Teachers continue to face rising pressures from government-imposed rules and regulations, economic cutbacks, state mandated tests and curriculums such as the “No Child Left Behind” Act and parents who want their children to succeed in spite of it all.  In addition, there is a continual lack of funding for special education teachers, leaving responsibility for implementing individualized special education plans on the backs of teachers who were not trained as special education teachers in the first place.  To make matters worse, some parents can be hostile and critical if teachers do not give their children stellar grades, and aren’t afraid to complain to the principal or the school board if they think their children are being slighted somehow.  Given these difficulties, teachers can quickly become jaded and cynical and lose motivation.

 

There are many things parents can do to help motivate their children’s teachers.  Parents who are involved in their children’s education are a teacher’s greatest resource.

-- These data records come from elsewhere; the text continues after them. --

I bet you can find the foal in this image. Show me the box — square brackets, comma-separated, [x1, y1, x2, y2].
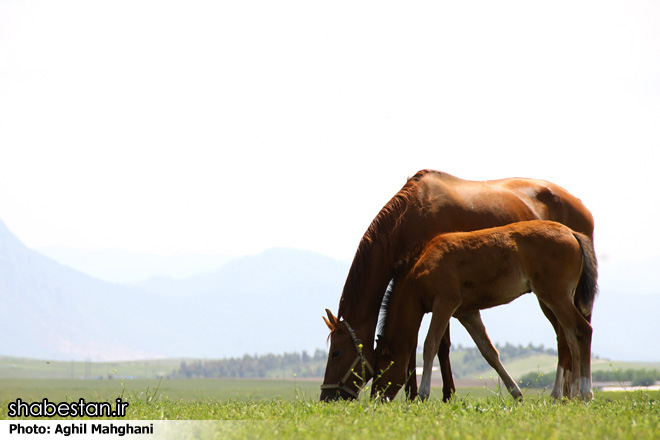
[372, 220, 597, 402]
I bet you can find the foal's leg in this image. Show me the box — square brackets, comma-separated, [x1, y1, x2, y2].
[419, 308, 455, 400]
[407, 325, 455, 402]
[456, 311, 523, 400]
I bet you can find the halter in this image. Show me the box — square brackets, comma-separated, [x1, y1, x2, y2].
[320, 320, 374, 399]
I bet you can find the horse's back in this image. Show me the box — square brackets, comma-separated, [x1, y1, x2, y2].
[413, 171, 594, 237]
[497, 178, 594, 238]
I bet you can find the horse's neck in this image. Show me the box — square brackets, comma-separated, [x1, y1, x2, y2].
[340, 243, 393, 332]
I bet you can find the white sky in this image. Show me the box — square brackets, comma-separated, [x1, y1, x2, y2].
[1, 0, 659, 262]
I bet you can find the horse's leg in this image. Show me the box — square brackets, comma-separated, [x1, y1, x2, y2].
[538, 300, 572, 400]
[404, 336, 418, 401]
[557, 326, 574, 398]
[437, 323, 456, 402]
[419, 307, 455, 401]
[540, 297, 593, 401]
[456, 311, 523, 400]
[551, 365, 565, 401]
[550, 324, 573, 400]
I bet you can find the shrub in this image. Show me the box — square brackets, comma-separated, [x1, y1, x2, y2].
[519, 371, 554, 389]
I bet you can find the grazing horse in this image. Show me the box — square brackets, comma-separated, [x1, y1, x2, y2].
[371, 220, 598, 402]
[320, 170, 595, 402]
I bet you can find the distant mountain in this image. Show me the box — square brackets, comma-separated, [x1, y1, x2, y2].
[1, 217, 659, 362]
[0, 219, 348, 361]
[136, 247, 347, 296]
[133, 248, 349, 356]
[36, 246, 234, 283]
[0, 219, 184, 360]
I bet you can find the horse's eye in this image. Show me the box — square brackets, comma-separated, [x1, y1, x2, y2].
[331, 350, 341, 359]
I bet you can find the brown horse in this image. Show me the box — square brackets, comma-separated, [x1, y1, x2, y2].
[371, 220, 598, 402]
[320, 170, 595, 401]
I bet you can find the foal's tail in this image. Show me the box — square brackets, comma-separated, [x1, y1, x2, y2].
[573, 232, 599, 320]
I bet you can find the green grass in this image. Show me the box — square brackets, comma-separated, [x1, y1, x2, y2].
[0, 378, 658, 438]
[0, 378, 499, 404]
[0, 378, 323, 403]
[2, 355, 659, 439]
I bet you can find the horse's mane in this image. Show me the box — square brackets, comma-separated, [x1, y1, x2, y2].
[337, 170, 433, 319]
[377, 279, 396, 338]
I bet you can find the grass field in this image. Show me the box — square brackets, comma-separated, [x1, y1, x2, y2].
[2, 356, 659, 439]
[0, 356, 183, 380]
[1, 378, 659, 439]
[0, 377, 511, 405]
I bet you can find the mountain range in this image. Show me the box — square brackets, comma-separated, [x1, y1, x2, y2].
[1, 218, 658, 362]
[0, 219, 346, 361]
[35, 246, 235, 284]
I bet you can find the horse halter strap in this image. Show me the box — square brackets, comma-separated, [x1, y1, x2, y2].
[320, 320, 374, 399]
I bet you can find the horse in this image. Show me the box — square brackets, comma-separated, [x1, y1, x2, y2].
[371, 220, 598, 402]
[320, 170, 595, 402]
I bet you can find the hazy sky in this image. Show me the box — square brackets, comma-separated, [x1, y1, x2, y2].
[1, 0, 659, 263]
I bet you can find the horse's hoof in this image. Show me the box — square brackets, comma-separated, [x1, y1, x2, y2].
[510, 387, 524, 401]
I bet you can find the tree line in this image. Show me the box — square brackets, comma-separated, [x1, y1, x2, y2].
[449, 342, 558, 378]
[177, 349, 328, 379]
[175, 345, 658, 387]
[520, 368, 660, 388]
[175, 343, 558, 379]
[592, 368, 659, 387]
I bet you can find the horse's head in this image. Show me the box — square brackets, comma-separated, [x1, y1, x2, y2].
[373, 334, 393, 374]
[319, 309, 374, 401]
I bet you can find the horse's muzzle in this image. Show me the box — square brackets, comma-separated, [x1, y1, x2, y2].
[320, 388, 356, 402]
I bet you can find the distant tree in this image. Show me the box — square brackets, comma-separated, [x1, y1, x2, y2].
[632, 369, 659, 387]
[519, 371, 554, 389]
[589, 368, 659, 386]
[174, 350, 329, 379]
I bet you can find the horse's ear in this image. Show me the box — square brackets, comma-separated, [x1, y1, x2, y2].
[322, 315, 335, 331]
[325, 308, 339, 327]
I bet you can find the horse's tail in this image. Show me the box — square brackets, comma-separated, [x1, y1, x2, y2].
[573, 232, 599, 320]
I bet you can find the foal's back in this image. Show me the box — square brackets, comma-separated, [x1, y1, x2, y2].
[410, 220, 584, 315]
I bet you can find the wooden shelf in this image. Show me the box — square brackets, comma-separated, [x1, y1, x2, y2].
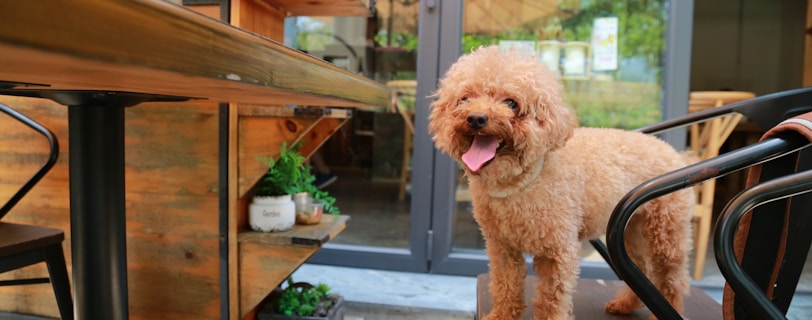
[238, 215, 350, 318]
[238, 215, 350, 246]
[238, 105, 353, 119]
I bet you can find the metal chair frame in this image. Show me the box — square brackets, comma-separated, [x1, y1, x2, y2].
[589, 87, 812, 319]
[0, 103, 73, 319]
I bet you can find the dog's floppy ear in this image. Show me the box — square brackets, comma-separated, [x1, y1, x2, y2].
[427, 80, 460, 137]
[534, 83, 577, 151]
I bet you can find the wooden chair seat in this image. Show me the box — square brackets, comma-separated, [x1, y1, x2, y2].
[0, 222, 73, 319]
[0, 222, 64, 259]
[476, 274, 721, 320]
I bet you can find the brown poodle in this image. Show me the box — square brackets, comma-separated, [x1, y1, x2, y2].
[428, 46, 694, 320]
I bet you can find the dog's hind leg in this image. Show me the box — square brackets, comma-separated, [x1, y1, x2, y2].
[532, 247, 580, 320]
[640, 194, 692, 320]
[606, 215, 647, 315]
[485, 241, 527, 320]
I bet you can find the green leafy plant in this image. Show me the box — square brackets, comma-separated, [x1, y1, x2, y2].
[276, 278, 339, 317]
[255, 142, 340, 216]
[255, 142, 308, 197]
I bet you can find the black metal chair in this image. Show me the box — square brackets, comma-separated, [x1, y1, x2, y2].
[598, 86, 812, 319]
[0, 103, 73, 320]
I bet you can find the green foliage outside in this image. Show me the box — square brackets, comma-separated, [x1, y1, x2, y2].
[458, 0, 668, 129]
[277, 278, 338, 317]
[558, 0, 666, 80]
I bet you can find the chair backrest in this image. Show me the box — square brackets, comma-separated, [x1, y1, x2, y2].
[606, 87, 812, 319]
[0, 104, 59, 220]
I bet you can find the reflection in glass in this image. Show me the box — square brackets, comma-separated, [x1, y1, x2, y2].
[283, 1, 420, 249]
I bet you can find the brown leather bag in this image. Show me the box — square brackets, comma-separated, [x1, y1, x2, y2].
[723, 112, 812, 319]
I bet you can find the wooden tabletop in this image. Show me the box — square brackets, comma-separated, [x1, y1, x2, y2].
[0, 0, 390, 109]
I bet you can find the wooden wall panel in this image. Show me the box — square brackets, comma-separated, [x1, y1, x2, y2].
[124, 101, 222, 320]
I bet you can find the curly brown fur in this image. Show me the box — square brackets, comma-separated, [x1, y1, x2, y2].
[429, 46, 694, 320]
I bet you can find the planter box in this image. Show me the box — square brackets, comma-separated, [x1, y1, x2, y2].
[257, 295, 344, 320]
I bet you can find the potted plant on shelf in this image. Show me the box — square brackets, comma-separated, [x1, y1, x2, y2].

Parents can provide invaluable insight into their children’s behavior and can reinforce the educational goals being set in class.  Making sure that your child does his or her homework and turns it in on time sends a message to the teacher that you care about your child’s academic progress.  Helping your child prepare for tests, follow school rules and always being on time for school send the same message.

 

A teacher who enjoys the cooperation of the parents of his or her students benefits greatly from their participation.  This, in turn, motivates the teacher to work hard to ensure the academic success of her students.  As one teacher told a group of parents, “I promise not to believe half of what your child says happens at home if you promise not to believe half of what your child says happens at school!”

 

In addition, parents can volunteer to assist in school activities.  Teachers are sometimes overwhelmed with responsibilities in the classroom and are then expected to supervise school parties and field trips.  Offering to accompany your child’s class to these events  tells the teacher that you support them and their goal of educating your child and offers them real support and encouragement.

 

We all need a little appreciation now and then.  Sometimes the one thing a teacher wants to hear is a simple “thank you.”  Teachers have made great sacrifices in order to enter the classroom and work hard to help their students achieve.  Faced with constant budget cuts, many teachers purchase school supplies from their own money.  A sincere thank you from a parent, in the form of a “thank you” note, is another thing parents can do to motivate teachers.  Teachers hear lots of criticism from angry  parents and community members.  A compliment or two can go a long way towards encouraging teachers and reinforcing their desire to help their students succeed.

 

Therefore, the best motivator of your child’s teacher is to let him or her know that you appreciate the hard work they are doing, that you support your child’s teacher in her efforts to teach your child, and to communicate with the teacher on a regular basis, letting him know that you are as interested in your child’s education as they are.